Comment la dimension internationale et interculturelle se traduit-elle concrètement dans le parcours de formation ?

La dimension internationale et interculturelle passe d’abord par les enseignements. Des enseignants universitaires interviennent, entre autres, sur des questions telles que les politiques éducatives internationales, les droits de l’homme, la compréhension sociologique des questions éducatives… Parallèlement, beaucoup d’intervenants sont issus du monde professionnel et dispensent des contenus appuyés sur leurs pratiques de terrain, notamment dans le cadre d’ONG ou de structures internationales. Chaque année du master est également marquée par un stage de 3 mois où les étudiants sont invités à mettre en œuvre les compétences acquises en France ou à l’étranger, dans des structures qui portent la question de l’éducation. À ce titre, l’inscription au réseau La Salle permet une ouverture vers des partenaires dans 80 pays du monde.

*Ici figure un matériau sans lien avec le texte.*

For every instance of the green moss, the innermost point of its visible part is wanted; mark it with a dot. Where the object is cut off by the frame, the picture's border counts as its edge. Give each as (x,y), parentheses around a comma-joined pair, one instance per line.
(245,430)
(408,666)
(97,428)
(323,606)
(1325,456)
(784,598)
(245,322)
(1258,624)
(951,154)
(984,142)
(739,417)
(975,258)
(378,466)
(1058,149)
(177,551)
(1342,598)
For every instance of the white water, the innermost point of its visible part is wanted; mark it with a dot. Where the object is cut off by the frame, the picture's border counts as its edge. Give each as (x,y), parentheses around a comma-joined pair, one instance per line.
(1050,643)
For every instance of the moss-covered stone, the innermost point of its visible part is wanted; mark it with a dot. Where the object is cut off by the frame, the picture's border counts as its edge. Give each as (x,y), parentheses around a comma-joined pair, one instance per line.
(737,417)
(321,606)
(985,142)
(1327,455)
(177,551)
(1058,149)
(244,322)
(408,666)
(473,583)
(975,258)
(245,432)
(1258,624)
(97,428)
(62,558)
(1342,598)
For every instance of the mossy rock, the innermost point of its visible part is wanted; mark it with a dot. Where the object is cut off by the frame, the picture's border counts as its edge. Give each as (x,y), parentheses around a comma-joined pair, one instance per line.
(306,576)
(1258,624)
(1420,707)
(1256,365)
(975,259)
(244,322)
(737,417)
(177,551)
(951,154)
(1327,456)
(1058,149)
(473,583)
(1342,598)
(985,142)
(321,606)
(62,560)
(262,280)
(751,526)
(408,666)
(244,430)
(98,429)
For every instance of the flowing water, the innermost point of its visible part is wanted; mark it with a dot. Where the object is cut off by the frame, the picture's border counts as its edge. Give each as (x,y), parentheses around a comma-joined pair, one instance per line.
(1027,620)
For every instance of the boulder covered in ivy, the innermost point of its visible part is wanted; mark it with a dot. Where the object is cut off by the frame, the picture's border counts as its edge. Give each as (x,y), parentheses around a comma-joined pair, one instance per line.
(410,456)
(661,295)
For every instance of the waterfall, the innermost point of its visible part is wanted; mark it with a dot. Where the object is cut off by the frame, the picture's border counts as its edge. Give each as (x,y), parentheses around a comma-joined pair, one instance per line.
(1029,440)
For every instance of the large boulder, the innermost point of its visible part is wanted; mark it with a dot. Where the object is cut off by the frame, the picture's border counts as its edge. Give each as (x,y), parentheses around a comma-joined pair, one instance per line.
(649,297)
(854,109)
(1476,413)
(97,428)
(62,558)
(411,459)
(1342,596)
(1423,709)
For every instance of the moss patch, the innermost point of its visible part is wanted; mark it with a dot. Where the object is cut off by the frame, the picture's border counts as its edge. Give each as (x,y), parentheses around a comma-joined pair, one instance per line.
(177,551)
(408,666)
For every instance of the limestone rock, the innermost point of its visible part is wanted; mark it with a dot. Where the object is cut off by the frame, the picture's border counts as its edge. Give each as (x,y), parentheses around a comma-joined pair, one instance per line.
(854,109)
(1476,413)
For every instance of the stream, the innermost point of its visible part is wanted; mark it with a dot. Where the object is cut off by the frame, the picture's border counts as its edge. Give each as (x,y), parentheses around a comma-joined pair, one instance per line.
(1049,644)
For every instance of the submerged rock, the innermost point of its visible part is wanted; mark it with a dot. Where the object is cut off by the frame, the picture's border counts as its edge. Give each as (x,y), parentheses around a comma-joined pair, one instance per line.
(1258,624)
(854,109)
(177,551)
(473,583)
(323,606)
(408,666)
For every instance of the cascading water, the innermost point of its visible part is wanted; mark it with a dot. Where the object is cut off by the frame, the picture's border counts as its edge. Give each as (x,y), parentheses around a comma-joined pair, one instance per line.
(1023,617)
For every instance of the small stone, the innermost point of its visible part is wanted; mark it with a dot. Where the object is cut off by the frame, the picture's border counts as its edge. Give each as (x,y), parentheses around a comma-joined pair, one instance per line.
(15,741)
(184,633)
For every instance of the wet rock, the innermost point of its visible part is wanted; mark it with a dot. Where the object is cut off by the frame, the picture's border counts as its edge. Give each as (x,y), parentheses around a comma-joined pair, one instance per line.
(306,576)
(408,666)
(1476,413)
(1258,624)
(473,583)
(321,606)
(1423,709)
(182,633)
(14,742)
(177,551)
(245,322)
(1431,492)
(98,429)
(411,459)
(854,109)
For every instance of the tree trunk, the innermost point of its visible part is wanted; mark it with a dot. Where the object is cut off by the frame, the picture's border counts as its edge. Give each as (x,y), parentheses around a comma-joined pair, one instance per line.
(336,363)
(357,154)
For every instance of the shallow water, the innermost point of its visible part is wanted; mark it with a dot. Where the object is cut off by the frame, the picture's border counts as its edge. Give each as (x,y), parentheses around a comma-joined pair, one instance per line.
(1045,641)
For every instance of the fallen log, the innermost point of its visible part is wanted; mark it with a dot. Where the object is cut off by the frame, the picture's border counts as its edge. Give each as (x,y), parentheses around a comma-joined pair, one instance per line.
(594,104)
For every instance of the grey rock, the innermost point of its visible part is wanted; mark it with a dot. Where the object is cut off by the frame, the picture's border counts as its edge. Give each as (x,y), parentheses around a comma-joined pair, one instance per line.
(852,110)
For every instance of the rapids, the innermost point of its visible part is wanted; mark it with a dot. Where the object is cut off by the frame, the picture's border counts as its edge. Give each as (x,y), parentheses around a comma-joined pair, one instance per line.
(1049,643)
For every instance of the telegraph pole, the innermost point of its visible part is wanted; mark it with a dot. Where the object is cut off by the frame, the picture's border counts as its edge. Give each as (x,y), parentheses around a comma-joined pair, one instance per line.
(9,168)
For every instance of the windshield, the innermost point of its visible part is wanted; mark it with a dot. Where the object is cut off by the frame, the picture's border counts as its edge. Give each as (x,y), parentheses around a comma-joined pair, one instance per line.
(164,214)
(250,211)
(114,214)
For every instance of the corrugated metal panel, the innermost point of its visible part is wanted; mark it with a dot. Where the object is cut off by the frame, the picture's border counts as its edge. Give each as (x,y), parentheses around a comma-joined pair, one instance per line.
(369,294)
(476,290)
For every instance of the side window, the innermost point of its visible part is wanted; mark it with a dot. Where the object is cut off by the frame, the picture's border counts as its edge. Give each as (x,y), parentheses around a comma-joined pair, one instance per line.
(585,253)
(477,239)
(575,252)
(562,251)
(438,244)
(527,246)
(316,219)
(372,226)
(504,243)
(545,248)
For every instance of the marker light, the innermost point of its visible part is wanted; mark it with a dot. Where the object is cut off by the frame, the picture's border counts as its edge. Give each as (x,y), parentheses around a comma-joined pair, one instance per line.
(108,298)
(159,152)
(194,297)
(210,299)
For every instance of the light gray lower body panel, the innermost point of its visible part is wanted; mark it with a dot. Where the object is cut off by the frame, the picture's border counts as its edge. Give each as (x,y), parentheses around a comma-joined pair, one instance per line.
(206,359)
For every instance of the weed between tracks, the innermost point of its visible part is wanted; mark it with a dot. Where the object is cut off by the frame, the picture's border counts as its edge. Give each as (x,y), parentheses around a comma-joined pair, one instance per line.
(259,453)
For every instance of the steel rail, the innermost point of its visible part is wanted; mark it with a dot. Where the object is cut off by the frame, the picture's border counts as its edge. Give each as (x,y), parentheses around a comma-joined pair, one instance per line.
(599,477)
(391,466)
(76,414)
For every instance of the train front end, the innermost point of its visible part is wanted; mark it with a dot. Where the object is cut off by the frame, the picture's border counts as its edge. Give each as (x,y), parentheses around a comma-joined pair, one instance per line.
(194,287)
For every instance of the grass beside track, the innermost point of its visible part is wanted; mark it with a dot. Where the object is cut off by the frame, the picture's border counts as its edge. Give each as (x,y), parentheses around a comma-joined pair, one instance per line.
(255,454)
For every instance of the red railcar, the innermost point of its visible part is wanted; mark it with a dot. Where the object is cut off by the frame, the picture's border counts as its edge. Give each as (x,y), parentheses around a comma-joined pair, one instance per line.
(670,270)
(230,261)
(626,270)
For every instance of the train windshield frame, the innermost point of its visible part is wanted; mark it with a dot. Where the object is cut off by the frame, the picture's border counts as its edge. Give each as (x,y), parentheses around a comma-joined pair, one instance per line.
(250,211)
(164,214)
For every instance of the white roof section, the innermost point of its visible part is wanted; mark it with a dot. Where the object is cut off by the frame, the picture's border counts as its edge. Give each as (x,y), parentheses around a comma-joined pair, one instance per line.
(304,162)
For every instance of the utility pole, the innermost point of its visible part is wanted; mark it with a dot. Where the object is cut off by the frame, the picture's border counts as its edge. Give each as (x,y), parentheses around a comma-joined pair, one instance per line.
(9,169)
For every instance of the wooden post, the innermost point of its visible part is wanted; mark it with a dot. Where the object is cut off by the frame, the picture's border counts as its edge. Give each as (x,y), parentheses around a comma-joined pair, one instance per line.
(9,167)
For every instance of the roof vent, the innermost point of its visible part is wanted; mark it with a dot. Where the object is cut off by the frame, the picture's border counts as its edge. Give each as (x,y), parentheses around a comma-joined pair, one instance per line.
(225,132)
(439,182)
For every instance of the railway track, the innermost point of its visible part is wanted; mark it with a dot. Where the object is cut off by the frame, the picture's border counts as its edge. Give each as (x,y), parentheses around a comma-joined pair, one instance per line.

Dans un contexte international marqué par les tensions culturelles et éducatives, en quoi ce master forme-t-il des professionnels capables d’agir concrètement sur le terrain ?

Notre objectif est de formé des professionnels capables de prendre de la distance dans un contexte tendu. C’est d’ailleurs pourquoi plusieurs cours sont centrés sur une meilleure compréhension de soi et de nos propres schémas de pensée. Ensuite, il s’agit de donner des grilles de lectures claires sur les situations en apportant des connaissances précises ancrées dans la méthodologie universitaire pour dépasser le champ de l’opinion. Dans le même mouvement, les étudiants s’essaient à la recherche universitaire en produisant, en première comme en deuxième année, un mémoire de recherche qui peut ouvrir, le cas échéant, sur un doctorat.

Quels types de trajectoires professionnelles illustrent le mieux l’esprit et l’ambition de ce master, en France comme à l’international ?

Pour beaucoup, nos étudiants rejoignent des structures associatives tant en France qu’à l’international. Les approches variées proposées durant le master ouvrent aussi bien sur des métiers de terrain que sur de l’opérationnel. En termes de thématiques, la majorité de nos étudiants s’orientent vers l’accompagnement des publics vulnérables, mais certains optent également pour des carrières à dimension plus culturelle, par exemple.

Que diriez-vous à un étudiant qui hésite à candidater à ce master ?

Je lui dirais que c’est un master qui s’adresse à des étudiants curieux et qui portent le souci du bien-commun. Je lui dirais également que nous essayons d’y mettre en œuvre une atmosphère qui nous permet d’être proche des problématiques de nos étudiants et qu’il existe, au sein des promotions de MAEI, un esprit de solidarité qui représente bien la formation. Surtout, je lui dirais que c’est une formation qui fait sens et qui aspire à changer le monde de demain.